- Published on
Why LLM Calls Are Not Reproducible (and How to Fix It)
- Authors
Why LLM Calls Are Not Reproducible
LLM outputs are inherently non-deterministic. Even with the same prompt, results can vary across runs. While parameters like temperature introduce randomness, the problem goes deeper than sampling alone.
Many engineers assume that setting temperature = 0 guarantees deterministic output. In practice, this is not always true.
Why Temperature = 0 Still Isn’t Deterministic
Even with greedy decoding, identical inputs may still produce different outputs due to:
- Numerical instability: GPU/TPU computations involve floating-point operations that are not strictly deterministic across runs or hardware
- Parallelism & kernel scheduling: small differences in execution order can lead to different token selections when probabilities are close
- Model serving infrastructure: load balancing across replicas may introduce slight differences (e.g., different hardware, quantization, or optimizations)

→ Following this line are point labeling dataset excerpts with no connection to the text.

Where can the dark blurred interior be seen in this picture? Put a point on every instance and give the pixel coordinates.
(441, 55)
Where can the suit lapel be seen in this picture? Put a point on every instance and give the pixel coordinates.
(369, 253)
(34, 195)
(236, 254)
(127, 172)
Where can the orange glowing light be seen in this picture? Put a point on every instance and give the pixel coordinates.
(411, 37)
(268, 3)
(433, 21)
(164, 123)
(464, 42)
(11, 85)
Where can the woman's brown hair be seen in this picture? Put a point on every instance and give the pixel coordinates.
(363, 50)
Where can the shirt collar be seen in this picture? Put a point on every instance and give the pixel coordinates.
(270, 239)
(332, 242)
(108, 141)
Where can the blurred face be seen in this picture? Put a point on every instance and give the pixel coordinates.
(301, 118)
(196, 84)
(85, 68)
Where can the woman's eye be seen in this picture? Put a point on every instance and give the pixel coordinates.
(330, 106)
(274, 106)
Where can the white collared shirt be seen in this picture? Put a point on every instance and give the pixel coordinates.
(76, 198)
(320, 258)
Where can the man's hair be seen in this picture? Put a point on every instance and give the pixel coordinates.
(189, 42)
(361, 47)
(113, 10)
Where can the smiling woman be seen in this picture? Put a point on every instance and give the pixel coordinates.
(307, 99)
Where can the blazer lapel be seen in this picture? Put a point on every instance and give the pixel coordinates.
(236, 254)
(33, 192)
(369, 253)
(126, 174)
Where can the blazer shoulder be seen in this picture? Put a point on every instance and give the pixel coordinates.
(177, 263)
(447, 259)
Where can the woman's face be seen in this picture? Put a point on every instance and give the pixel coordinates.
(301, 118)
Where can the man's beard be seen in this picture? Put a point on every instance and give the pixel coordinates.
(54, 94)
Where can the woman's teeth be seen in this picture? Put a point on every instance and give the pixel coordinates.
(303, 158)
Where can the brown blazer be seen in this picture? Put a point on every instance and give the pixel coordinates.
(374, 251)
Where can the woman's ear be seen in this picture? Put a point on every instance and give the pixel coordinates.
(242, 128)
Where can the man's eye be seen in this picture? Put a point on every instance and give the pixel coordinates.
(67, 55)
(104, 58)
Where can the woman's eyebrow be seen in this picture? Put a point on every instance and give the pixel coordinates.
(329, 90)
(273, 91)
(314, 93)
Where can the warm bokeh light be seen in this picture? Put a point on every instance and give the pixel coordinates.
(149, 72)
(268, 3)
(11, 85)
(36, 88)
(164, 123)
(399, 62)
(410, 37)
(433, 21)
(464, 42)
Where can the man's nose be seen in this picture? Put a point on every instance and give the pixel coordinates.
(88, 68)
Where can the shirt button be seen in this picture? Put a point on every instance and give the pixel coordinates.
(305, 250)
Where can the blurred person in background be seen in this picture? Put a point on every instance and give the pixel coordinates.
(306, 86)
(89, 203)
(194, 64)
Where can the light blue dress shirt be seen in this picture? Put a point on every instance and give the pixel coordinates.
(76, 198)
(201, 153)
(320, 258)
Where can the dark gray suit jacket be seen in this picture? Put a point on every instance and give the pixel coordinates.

- Token tie-breaking: when multiple tokens have near-identical probabilities, the choice may not be stable
As a result, temperature = 0 reduces randomness but does not guarantee reproducibility.
What Makes Reproducibility Hard
Beyond decoding, modern LLM systems introduce additional variability:
- Model version drift: providers may update models silently
- Context changes: system prompts or history may differ
- External dependencies: RAG results, tools, or APIs may change over time
Replaying a request is therefore not just about re-sending a prompt.
How to Design for Replay
To enable reproducibility, you must capture the full execution context, including:
- Prompt and system instructions
- Model name and version
- Inference parameters (temperature, top_p, etc.)
- Retrieved documents (for RAG)
- Tool inputs and outputs
A practical approach is to model each request as a trace tree, where each node records:
type Node = {
id: string;
parentId?: string;
input: any;
output: any;
metadata: {
model?: string;
tokens?: number;
latency?: number;
};
};
This allows step-by-step replay and debugging.
Snapshot vs Mock
For external dependencies, two strategies are common:
- Snapshot: store exact data used at runtime (e.g., retrieved docs)
- Mock: simulate tool/API responses during replay
Both aim to eliminate time-based variability.
Key Takeaway
Reproducibility in LLM systems is not about rerunning the model—it is about reconstructing the original execution environment. Even with temperature = 0, true determinism is not guaranteed, so systems must be designed with observability and replay in mind.